Multiple speakers and commissioners focused debate on a proposed standard that would allow maze‑style bicycle gates on multi‑use paths. Several regular bicycle users and older residents testified that maze gates are hard or impossible for cargo bikes, tandems, handcycles and trailers to navigate and can create unsafe bypass paths. Matthew Willie, a daily cyclist, said: "Maze gates are just absolutely terrible full stop, for any kind of nonstandard bike." Julian Zenar and Kirk Monfort described crashes and mobility limits they associate with existing maze gates around town.
Staff responded that the draft standard memorialized a practice used in select existing installations and that the proposed detail calls for gates to be spaced so they do not overlap, with an 8‑foot minimum clear spacing in the detail.

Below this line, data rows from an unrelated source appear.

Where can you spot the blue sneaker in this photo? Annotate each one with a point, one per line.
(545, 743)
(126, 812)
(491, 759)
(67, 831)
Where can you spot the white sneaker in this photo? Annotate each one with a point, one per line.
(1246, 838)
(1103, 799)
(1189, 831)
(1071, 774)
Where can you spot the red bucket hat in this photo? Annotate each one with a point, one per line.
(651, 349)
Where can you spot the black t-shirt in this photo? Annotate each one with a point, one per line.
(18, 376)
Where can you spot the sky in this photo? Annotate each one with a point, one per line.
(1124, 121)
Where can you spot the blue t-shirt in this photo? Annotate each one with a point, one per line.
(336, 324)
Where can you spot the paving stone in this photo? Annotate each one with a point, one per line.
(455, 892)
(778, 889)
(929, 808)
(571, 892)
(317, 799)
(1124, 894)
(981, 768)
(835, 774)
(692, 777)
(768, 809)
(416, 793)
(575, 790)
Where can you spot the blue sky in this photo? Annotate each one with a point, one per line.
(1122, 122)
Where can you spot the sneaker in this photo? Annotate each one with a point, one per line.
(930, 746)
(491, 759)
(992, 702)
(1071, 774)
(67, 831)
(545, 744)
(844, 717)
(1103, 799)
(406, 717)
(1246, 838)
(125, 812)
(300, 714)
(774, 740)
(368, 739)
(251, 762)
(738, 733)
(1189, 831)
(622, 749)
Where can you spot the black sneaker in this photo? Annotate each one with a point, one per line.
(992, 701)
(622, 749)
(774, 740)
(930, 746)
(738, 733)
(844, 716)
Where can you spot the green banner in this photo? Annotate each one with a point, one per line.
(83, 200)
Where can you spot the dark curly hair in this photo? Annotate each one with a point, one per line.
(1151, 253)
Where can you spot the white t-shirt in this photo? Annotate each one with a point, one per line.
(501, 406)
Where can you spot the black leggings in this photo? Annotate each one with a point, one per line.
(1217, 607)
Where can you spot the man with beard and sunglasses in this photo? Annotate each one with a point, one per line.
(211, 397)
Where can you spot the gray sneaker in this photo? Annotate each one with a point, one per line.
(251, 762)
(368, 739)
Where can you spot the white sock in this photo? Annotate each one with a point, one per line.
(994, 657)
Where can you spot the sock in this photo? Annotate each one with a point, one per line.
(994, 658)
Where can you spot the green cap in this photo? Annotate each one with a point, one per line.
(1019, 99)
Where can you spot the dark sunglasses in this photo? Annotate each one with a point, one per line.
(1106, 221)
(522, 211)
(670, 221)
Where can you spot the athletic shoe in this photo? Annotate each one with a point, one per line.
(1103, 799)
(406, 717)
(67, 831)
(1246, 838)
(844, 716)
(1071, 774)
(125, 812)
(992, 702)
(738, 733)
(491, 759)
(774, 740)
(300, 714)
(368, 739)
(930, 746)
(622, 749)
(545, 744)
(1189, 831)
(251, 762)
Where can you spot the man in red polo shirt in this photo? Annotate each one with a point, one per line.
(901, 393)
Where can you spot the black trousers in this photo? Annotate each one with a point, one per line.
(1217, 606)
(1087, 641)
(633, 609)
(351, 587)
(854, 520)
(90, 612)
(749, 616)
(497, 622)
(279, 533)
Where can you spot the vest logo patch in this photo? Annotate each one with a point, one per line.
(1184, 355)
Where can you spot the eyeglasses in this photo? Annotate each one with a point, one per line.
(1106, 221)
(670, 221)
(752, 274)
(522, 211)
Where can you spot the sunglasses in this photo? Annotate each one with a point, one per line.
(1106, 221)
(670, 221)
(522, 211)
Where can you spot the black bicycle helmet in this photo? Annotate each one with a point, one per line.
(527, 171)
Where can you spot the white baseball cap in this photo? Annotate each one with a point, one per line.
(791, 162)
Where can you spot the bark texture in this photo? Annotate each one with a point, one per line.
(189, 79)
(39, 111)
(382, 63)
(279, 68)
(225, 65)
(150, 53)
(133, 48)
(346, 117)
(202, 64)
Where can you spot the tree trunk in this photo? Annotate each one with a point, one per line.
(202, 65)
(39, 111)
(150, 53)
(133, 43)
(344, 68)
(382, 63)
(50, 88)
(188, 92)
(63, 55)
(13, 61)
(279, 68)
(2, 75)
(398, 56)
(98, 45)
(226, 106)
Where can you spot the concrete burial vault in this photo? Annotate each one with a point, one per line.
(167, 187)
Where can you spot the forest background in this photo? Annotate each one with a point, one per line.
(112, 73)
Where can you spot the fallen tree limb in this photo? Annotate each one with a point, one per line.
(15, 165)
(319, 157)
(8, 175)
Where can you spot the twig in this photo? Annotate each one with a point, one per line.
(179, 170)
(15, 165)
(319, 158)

David Keane said the swing‑gate devices had been applied selectively for roughly seven to eight years and were intended to slow cyclists where paths meet higher‑speed roadways; Director of Public Works Bridal Adeboni said installations are evaluated on a case‑by‑case engineering basis.
Commission deliberations and action
After discussion, Commissioner [motion recorded as "Commissioner"] moved that the commission adopt Resolution 25‑10 recommending City Council adopt the engineering updates but remove the proposed maze‑gate standard (S‑35) and instead recommend flexible bollards or other ADA‑compliant, bike‑friendly alternatives to manage cyclist speed at path intersections. The motion was seconded. The commission approved the motion in a recorded roll call vote with four yes votes and three no votes.
Roll call vote (recorded): Commissioner Wolf — no; Commissioner Wall — no; Commissioner Sharp — yes; Commissioner Laffins — yes; Commissioner Baikirk Kauffman — yes; Vice Chair Scarpa — yes; Chair Scott — no. Outcome: motion approved (yes 4, no 3). The commission’s recommendation, including the modification, will be forwarded to the City Council for final action.
What happens next
The commission’s vote is advisory: the Planning Commission recommended adoption of the code changes and the single modification on maze gates. The City Council will receive staff’s materials, the commission’s resolution and public testimony and decide whether to adopt the municipal code amendments as proposed, as modified or not at all. Staff said notices for the ordinance changes and related materials were posted and that the full redline text, stakeholder comments and staff responses are in the staff report and attachments.
Ending
The motion transmits a bundled set of municipal code engineering updates to the City Council while removing maze‑gate language and asking the Council to consider less‑restrictive, more accessible traffic‑calming alternatives at multi‑use path intersections. If the council adopts the amendments, changes to permitting, pavement restoration requirements, utility installation depths and traffic‑study triggers will take effect as specified in the implementing resolution and code sections.